We showed that constitutively expressed EGFP can be used to observe
virulent bacteria in undisturbed plant leaves by wide-field and two-photon
fluorescence microscopy (TPM). TPM allows visualization of GFP reporter bacteria
in three dimensions. However, a depth limitation was found to be around 40 µm - 60
µm beneath the leaf epidermis. Leaf is an inherently thick specimen with uneven
surface. It is abounded of pigments that shield excitation light restricting light
penetration into limited depth. And vice versa, GFP fluorescence is reabsorbed on the
way back to the detector. Another complication is the auto-fluorescence background
or noise from the environment where reporter bacteria are to be analyzed. We showed
that green auto-fluorescence induced by blue light is very weak comparing to bright
reporter bacteria. However, specific green auto-fluorescence excited by blue light was
increased in leaves infected by avirulent pathogen. The auto-fluorescence signal was
distinguish from GFP fluorescence using micro-spectro-fluorometry.

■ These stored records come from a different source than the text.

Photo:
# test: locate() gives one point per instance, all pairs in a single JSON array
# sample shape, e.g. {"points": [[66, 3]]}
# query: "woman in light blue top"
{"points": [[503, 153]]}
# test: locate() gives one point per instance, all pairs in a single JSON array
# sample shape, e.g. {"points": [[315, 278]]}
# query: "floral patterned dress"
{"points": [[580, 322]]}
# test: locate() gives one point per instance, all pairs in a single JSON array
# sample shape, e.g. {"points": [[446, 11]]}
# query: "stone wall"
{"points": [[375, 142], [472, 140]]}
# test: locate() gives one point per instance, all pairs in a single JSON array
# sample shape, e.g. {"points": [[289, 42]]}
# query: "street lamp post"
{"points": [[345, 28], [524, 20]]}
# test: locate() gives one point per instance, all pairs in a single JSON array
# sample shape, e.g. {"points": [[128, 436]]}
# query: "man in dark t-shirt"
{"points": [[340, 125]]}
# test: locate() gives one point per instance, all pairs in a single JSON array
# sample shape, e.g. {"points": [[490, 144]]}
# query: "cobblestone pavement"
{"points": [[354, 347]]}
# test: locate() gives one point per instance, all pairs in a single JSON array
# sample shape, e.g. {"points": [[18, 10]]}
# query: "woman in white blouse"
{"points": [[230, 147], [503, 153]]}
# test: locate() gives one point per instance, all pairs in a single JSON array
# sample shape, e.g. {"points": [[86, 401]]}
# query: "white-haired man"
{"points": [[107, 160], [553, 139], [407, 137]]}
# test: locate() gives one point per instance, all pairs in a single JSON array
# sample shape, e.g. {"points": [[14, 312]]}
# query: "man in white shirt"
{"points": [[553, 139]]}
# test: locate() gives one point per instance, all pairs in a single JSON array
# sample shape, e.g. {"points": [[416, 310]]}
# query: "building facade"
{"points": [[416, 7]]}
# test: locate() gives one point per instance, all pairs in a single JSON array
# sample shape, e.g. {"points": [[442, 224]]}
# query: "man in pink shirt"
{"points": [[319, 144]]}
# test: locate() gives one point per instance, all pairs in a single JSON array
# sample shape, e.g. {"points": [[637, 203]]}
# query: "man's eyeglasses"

The pathogen was observed in susceptible and resistant plant environment in
different infection stages. The population of the avirulent pathogen decreases in the
resistant cultivar in contrast to virulent bacteria that multiplied to high population
density in susceptible cultivar. Therefore the use of GFP fluorescence can serve as a
real-time in situ reporter of population dynamics in planta that would obviate labor
intensive and time consuming traditional enumeration techniques.
82
3. Chlorophyll fluorescence imaging, a tool for early
pathogen detection
Sources:
Matous K., Benediktyova Z., Berger S., Roitsch T. and Nedbal L. (2006) Case study
of combinatorial imaging: What protocol and what chlorophyll fluorescence image to
use when visualizing infection of Arabidopsis thaliana by Pseudomonas syringae?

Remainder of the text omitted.